Beethovens „Missa Solemnis“ ist in mehrerlei Hinsicht ein gigantisches Werk. Ohne Kompromisse komponierte Beethoven eine Musik, die seine spirituelle Sicht auf die Welt und den Glauben, kompositionsgeschichtliche Traditionen und individuelle künstlerische Freiheiten mit einer unglaublichen musikalischen Stilvielfalt zum Ausdruck bringt. An die Chorsängerinnen und -sänger stellt dieses Werk höchste Ansprüche und fordert den vollen Einsatz bis in höchste Lagen im Fortissimo.
Die Frage, in welcher Art und auf welchem musikalischen Niveau die Chorakademie Vorarlberg die Herausforderungen meistern wird, war spannend. Geboten wurde ein Hörerlebnis, das höchste Wertschätzung verdient. Der unbedingte Gestaltungswille und die Freude am gemeinsamen Gestalten waren den Sängerinnen und Sängern ins Gesicht geschrieben und an der musikalischen Spannkraft nachzuvollziehen. Gleichzeitig wurde der berühmte Satz von Ehrenfels erfahrbar, dass das Ganze mehr als die Summe seiner Teile ist. Sogleich nach dem Beginn im Kyrie entwickelte der homogene Chorklang eine Sogwirkung, die die Zuhörenden mitten hinein ins Geschehen führte.
Mit Blick auf die Details und den großen Bogen
Detailreich deutete Markus Landerer das Chor- und Orchesterwerk aus, Tonsymbole, charakteristische Intervalle und harmonische Schattierungen kamen hervorragend austariert zur Geltung. Auch der Bogen über das Werkganze hinweg verströmte eine große Wirkung, weil die Tempi gut ausgelotet wirkten. Auf der einen Seite steuerten Steigerungen und thematische Verdichtungsprozesse den Gesamtverlauf. Auf der anderen Seite ermöglichten in sich ruhende Passagen Kontemplation. Die in den musikalischen Verlauf mit einbezogene Pause nach der groß angelegten Fuge in Gloria sowie die lange Stille nach dem Ende des verinnerlicht ausgedeuteten „Dona nobis pacem“ unterstrichen die Wirkmacht der Musik.

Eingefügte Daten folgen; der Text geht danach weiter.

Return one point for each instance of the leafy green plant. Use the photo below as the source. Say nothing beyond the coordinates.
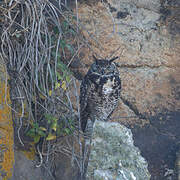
(36, 132)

Viel Aufmerksamkeit widmete Markus Landerer auch der dynamischen Ausgestaltung des komplex angelegten Werkes. In der bewussten Zurücknahme steigerte die Chorakademie besonders im Kyrie, im Credo sowie im Adagio espressivo des „Crucifixus“ die Aussagekraft, indem mannigfaltige dynamische Gewichtungen geschaffen wurden. Markus Landerer motivierte die Sängerinnen und Sänger auch zur Textdeutlichkeit. Insbesondere den Fugen verliehen die prägnanten Artikulationen Profil.
Das Solistenquartett mit der Sopranistin Monika Riedler, der Altistin Annely Peebo, dem Tenor Alexander Pinderak und dem Bariton Daniel Ochoa verströmte eine homogene Klangwirkung als Vokalquartett. Gleichzeitig hoben sich die stimmlichen Charaktere vom Chorklang ab und ergänzten den Vokalpart gut.
Im Dialog miteinander
Im Vergleich zum 90-köpfigen Chor und der kompositorischen Anlage der Missa Solemnis war die Streichersektion der Sinfonietta Vorarlberg eher klein besetzt. Dies hatte zwar den Vorteil, dass das Orchester ein stets flexibles musikalisches Fundament bildete. Jedoch fehlte mitunter die orchestrale Brillanz. Klangsinnlich und emphatisch zelebrierte die Konzertmeisterin Sandra Marttunen ihren ausgedehnten Solopart und trat in feinsinnige Dialoge mit den Sängerinnen und Sängern.
Beim Dirigenten Markus Landerer liefen die Fäden zusammen, er war ganz Ohr bei den Sängerinnen und Sängern. Was und wie er jede einzelne Passage des gigantischen Werkes ausgestaltet haben möchte, wusste er sehr genau und leitete alle Mitwirkenden mit leidenschaftlicher Gestik und Körpersprache an. Die inhaltsreiche Werkdeutung wird noch lange nachwirken.